Trust isn’t just a word

So often the word ‘trust’ is thrown around without any real consideration for its meaning. It’s a heavily loaded term that carries expectations and these need to be effectively managed.

What executives often fail to realise is that it is worse to promote a value/belief and not live up to it, than to not promote the value at all.

So, if you happen to communicate a value like ‘Trust’ in your efforts to better manage Reputation, remember it is not what you say but what you do and how you do it that counts.

The character of your company is on public view every time a customer promise is delivered and every time a customer promise is broken.

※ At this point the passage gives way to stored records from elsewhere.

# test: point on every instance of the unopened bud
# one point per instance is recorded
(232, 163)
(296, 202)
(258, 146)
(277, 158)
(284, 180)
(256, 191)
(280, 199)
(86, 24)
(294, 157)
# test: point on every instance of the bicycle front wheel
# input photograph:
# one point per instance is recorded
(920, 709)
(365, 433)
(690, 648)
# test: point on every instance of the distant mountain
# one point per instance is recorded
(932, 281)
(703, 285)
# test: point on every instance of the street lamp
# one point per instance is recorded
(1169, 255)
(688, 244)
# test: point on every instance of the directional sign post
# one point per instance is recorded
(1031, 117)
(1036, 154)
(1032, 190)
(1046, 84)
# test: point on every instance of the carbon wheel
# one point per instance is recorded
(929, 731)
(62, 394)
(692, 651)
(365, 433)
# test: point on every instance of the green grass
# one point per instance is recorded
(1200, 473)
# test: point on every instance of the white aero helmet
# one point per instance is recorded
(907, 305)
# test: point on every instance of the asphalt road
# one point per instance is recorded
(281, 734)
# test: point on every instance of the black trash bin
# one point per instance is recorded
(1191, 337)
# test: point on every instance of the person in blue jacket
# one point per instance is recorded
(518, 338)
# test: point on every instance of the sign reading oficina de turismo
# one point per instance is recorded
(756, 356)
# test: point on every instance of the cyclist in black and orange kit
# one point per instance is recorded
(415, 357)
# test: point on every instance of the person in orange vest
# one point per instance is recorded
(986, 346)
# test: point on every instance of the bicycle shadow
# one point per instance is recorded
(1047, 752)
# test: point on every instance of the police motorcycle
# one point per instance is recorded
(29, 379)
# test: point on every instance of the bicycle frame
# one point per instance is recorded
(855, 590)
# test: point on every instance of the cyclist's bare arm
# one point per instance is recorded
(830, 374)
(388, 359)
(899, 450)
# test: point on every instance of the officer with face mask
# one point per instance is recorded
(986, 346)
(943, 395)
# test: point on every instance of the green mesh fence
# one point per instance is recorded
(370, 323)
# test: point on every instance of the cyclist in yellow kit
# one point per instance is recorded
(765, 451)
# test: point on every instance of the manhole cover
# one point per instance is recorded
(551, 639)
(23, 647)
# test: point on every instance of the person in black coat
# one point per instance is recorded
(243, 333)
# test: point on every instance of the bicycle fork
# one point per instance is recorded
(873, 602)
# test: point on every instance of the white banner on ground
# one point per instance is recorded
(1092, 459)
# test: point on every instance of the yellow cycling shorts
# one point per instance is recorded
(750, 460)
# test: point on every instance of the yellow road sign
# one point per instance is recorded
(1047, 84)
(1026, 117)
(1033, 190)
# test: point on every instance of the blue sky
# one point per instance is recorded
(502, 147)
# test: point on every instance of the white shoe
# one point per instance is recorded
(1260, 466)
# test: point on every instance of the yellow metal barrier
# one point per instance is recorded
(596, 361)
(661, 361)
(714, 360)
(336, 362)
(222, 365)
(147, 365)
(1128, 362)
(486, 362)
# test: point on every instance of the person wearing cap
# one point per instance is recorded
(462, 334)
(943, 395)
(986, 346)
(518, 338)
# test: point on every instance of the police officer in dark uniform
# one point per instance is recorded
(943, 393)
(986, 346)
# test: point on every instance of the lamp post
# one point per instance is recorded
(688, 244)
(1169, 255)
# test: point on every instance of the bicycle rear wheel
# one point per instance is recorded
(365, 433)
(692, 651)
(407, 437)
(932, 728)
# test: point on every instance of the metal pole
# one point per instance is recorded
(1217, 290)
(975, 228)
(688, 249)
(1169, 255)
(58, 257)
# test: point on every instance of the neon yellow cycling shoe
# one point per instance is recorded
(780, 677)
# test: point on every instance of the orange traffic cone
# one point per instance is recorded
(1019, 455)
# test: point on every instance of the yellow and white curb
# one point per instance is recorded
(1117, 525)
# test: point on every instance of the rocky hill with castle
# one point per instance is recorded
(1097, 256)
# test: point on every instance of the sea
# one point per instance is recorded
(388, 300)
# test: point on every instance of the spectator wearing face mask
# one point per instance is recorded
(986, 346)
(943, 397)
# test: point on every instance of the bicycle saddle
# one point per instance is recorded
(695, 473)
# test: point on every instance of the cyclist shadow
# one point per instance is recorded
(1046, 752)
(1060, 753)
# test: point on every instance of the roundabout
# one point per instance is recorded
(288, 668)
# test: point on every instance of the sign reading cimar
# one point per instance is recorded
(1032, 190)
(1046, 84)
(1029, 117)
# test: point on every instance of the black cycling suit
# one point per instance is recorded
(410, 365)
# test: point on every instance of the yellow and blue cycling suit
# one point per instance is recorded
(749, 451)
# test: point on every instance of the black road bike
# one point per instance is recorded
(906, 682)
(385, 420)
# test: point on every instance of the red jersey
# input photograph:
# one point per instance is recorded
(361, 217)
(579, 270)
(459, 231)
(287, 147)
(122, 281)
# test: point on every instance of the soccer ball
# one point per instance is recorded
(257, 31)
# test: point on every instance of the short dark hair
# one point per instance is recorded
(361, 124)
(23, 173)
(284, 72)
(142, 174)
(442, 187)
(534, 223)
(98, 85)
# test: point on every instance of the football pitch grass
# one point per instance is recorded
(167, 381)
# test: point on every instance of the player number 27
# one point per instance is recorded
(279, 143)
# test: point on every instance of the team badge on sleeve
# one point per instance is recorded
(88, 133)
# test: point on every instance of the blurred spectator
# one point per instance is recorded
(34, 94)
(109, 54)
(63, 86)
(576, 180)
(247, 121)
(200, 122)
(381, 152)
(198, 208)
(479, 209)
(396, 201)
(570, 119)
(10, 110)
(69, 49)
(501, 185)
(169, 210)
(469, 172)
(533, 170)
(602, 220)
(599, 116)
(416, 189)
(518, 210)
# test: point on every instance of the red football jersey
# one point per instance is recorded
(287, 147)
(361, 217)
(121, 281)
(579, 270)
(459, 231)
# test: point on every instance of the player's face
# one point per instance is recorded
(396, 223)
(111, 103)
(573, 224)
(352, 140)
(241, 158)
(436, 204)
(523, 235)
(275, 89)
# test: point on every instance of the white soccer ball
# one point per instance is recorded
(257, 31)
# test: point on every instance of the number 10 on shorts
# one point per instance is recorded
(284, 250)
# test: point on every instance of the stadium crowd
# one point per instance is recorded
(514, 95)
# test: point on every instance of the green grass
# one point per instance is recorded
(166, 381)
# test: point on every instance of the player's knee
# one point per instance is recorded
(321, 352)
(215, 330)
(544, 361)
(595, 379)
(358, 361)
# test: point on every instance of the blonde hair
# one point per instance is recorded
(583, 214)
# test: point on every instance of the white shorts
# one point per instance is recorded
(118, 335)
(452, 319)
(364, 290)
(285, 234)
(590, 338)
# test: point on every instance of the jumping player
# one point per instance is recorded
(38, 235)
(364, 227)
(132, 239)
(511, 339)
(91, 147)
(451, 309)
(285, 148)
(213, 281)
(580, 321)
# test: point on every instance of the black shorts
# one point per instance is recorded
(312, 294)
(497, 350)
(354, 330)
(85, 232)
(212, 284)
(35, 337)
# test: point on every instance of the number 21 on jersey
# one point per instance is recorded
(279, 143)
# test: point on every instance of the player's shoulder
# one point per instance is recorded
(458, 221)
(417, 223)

When these promises are constantly broken your reputation will be inevitably damaged.

One of the reasons there is such a lack of alignment between what is promoted in an annual report and what goes on inside a large company today is a unilateral focus on competence.

It is perfectly fine to have transactional relationships when it is clear that this is all you wish to deliver. If you don’t plan on delivering anything more than a functional product/service then avoid building an expectation of offering anything further.

It is obviously important to hire and train employees who know what they are doing. However, it is also critical to recruit people who actually believe in, and care about what your company stands for.

One way to start managing your company’s identity more consistently is to reflect on the purpose of your organisation. Beyond making money (which is an outcome not a purpose) ask:

  1. Why does our company exist?
  2. Can we trust ourselves to deliver on this purpose?
  3. How do our customers actually benefit from this?